Renato Maturo, l'avvocato che ha difeso l'imprenditore accusato ingiustamente e sotto processo per 8 anni
Milano, 15giugno 2025 – Otto anni intrappolato in un processo che “neanche sarebbe dovuto partire”. Un’odissea giudiziaria iniziata per un caso di omonimia: da una parte una società milanese nel ramo dell’energia, dall’altro una società con sede legale a Firenze di proprietà di due stranieri residenti a Scandicci. Stesso nome. La prima, pulita. La seconda, coinvolta in un’inchiesta su una frode carosello della Procura di Trieste. Ma a finire nei guai è stato l’imprenditore di Milano.
“Io non c’entro niente, non so chi siano questi soggetti”
“Nessuno si è preoccupato di verificare che i bonifici contestati partivano dalla società toscana”, sottolinea l’avvocato Renato Maturo, che dopo una lunga battaglia legale è riuscito ad arrivare a un’assoluzione con formula piena per non aver commesso il fatto. Come, del resto, aveva sempre sostenuto l’imprenditore milanese: “Io non c’entro niente, non so chi siano questi soggetti”. Mai aveva avuto contatti con la società di Trieste considerata una “cartiera“ di fatture false: secondo gli investigatori emetteva fatture per operazioni inesistenti a società compiacenti in tutta Italia che, poi, effettuavano i bonifici.
Gli investigatori “distratti”
“Appena ricevuto l’avviso di conclusione indagini mi è bastato verificare il numero del conto corrente da cui erano partiti i pagamenti incriminati, per un importo di 170mila euro, per scoprire che il conto corrente utilizzato non era quello della società amministrata dal mio assistito”. Colpa di una distrazione degli investigatori che “non si sono accorti dell’esistenza di due società con lo stesso identico nome”.
L’errore sulla linea Milano-Firenze
I bonifici, infatti, “erano partiti dal conto in una banca di Scandicci intestato alla società omonima, il cui amministratore non è mai stato indagato”. Nell’estate del 2019 “ho inviato in Procura a Milano una memoria difensiva per descrivere l’errore in cui era incorsa la Guardia di Finanza, chiedendo di verificare la titolarità del conto corrente il cui Iban era negli atti di indagine. Tuttavia – l’amara constatazione del legale – non ho mai ricevuto risposta. Anche le sette richieste di aggiornamenti inviate con posta elettronica certificata sono rimaste senza riscontro”.
Impuniti i colpevoli (mai indagati)
Si è dovuti arrivare al processo perché ci si accorgessero dell’errore. E invece “sarebbe bastato un semplice adempimento per scoprire la verità e non sottoporre un imprenditore a otto anni di calvario”. Certo, è arrivata l’assoluzione piena, “ma per una svista nelle indagini e per una negligenza, i veri responsabili del fatto di reato non sono stati indagati – denuncia l’avvocato Maturo –. Anzi, credo che resteranno impuniti, perché a settembre scatterà la prescrizione”.

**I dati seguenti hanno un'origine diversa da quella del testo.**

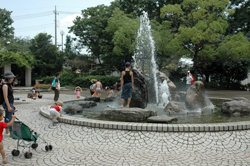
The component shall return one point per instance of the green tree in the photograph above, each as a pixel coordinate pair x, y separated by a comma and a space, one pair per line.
201, 24
6, 30
17, 51
152, 7
47, 59
239, 20
90, 29
231, 63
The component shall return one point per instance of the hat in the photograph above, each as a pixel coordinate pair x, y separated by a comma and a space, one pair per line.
9, 75
127, 64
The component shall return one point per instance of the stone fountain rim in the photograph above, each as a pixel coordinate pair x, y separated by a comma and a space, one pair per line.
155, 127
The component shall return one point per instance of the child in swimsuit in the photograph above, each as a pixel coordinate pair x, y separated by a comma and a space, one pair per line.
98, 88
78, 91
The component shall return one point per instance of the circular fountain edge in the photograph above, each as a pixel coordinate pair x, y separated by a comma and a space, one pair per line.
132, 126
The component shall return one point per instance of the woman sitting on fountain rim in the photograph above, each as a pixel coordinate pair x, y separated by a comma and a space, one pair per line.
127, 84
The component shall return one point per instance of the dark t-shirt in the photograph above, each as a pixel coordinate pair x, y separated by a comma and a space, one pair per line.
127, 77
10, 93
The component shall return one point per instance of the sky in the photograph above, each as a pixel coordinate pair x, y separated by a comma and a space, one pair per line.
32, 17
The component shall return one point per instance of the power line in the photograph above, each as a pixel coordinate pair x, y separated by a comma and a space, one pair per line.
35, 27
35, 15
42, 14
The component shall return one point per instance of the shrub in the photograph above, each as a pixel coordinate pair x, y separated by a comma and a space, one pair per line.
42, 86
85, 81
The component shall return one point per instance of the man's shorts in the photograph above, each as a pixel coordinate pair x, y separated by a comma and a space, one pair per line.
127, 91
53, 113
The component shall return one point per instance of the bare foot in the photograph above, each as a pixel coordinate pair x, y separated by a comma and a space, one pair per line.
5, 161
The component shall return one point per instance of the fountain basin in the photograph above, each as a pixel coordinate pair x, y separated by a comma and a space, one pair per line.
243, 125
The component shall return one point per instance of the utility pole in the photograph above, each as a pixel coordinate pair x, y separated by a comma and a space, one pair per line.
55, 26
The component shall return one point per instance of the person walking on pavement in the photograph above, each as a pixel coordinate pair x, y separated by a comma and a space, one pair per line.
8, 104
56, 86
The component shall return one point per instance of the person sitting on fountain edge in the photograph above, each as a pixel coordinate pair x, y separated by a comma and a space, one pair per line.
127, 84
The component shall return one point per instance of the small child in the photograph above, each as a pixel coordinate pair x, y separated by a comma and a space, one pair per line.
109, 90
98, 88
54, 111
2, 126
40, 95
78, 91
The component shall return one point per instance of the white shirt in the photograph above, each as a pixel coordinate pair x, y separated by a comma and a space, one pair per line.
189, 79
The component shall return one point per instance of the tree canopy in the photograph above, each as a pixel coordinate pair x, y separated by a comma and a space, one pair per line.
47, 59
201, 24
6, 30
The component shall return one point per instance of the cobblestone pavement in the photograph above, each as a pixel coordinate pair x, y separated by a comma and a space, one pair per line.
78, 145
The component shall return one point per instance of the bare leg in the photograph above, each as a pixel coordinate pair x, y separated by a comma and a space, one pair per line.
3, 153
129, 100
61, 113
122, 101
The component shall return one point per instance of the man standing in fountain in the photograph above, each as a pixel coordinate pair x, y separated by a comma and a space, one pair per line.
127, 84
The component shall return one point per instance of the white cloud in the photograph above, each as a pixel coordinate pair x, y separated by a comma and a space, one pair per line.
68, 21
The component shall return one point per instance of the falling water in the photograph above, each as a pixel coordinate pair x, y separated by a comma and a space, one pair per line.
144, 57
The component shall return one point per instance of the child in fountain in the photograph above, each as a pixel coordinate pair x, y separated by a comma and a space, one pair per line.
109, 90
78, 91
98, 88
127, 84
56, 111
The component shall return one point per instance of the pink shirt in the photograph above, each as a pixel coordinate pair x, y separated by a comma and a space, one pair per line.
2, 126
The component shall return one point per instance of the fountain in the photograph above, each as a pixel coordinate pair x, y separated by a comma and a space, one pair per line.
144, 59
153, 94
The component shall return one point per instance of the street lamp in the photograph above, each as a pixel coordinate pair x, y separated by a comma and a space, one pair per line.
62, 33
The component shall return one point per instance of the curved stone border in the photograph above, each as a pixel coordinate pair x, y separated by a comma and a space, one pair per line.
244, 125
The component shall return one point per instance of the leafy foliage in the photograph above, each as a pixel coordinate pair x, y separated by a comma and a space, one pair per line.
83, 81
47, 59
105, 80
6, 30
201, 24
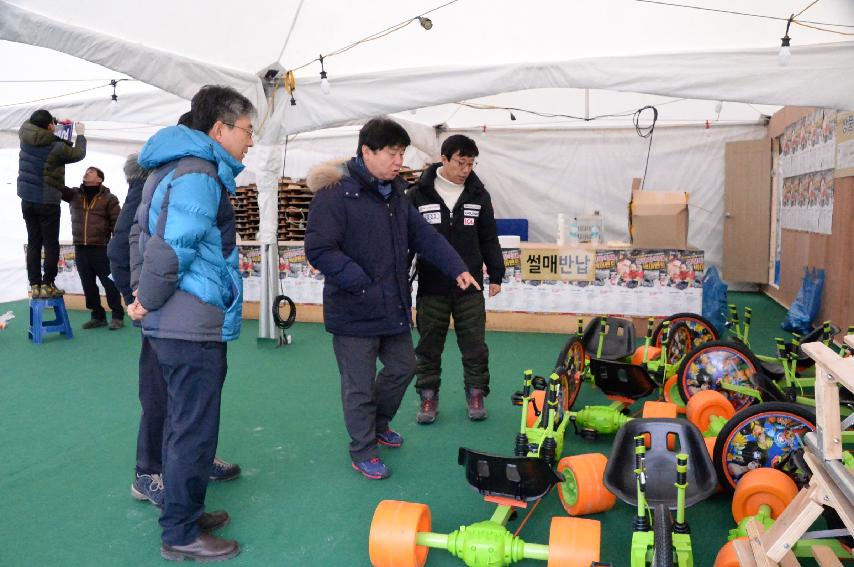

La beffa e l’istanza al Csm
E se l’epilogo fosse stato diverso? “In caso di condanna l’imprenditore milanese avrebbe rischiato di perdere la casa in quanto per questi reati è prevista la confisca per equivalente delle somme evase – continua il legale –. E non dimentichiamoci che in questi otto anni la società del mio assistito non ha potuto operare sul mercato. Adesso aspettiamo di leggere le motivazioni della sentenza per valutare eventuali esposti al Consiglio superiore della magistratura”.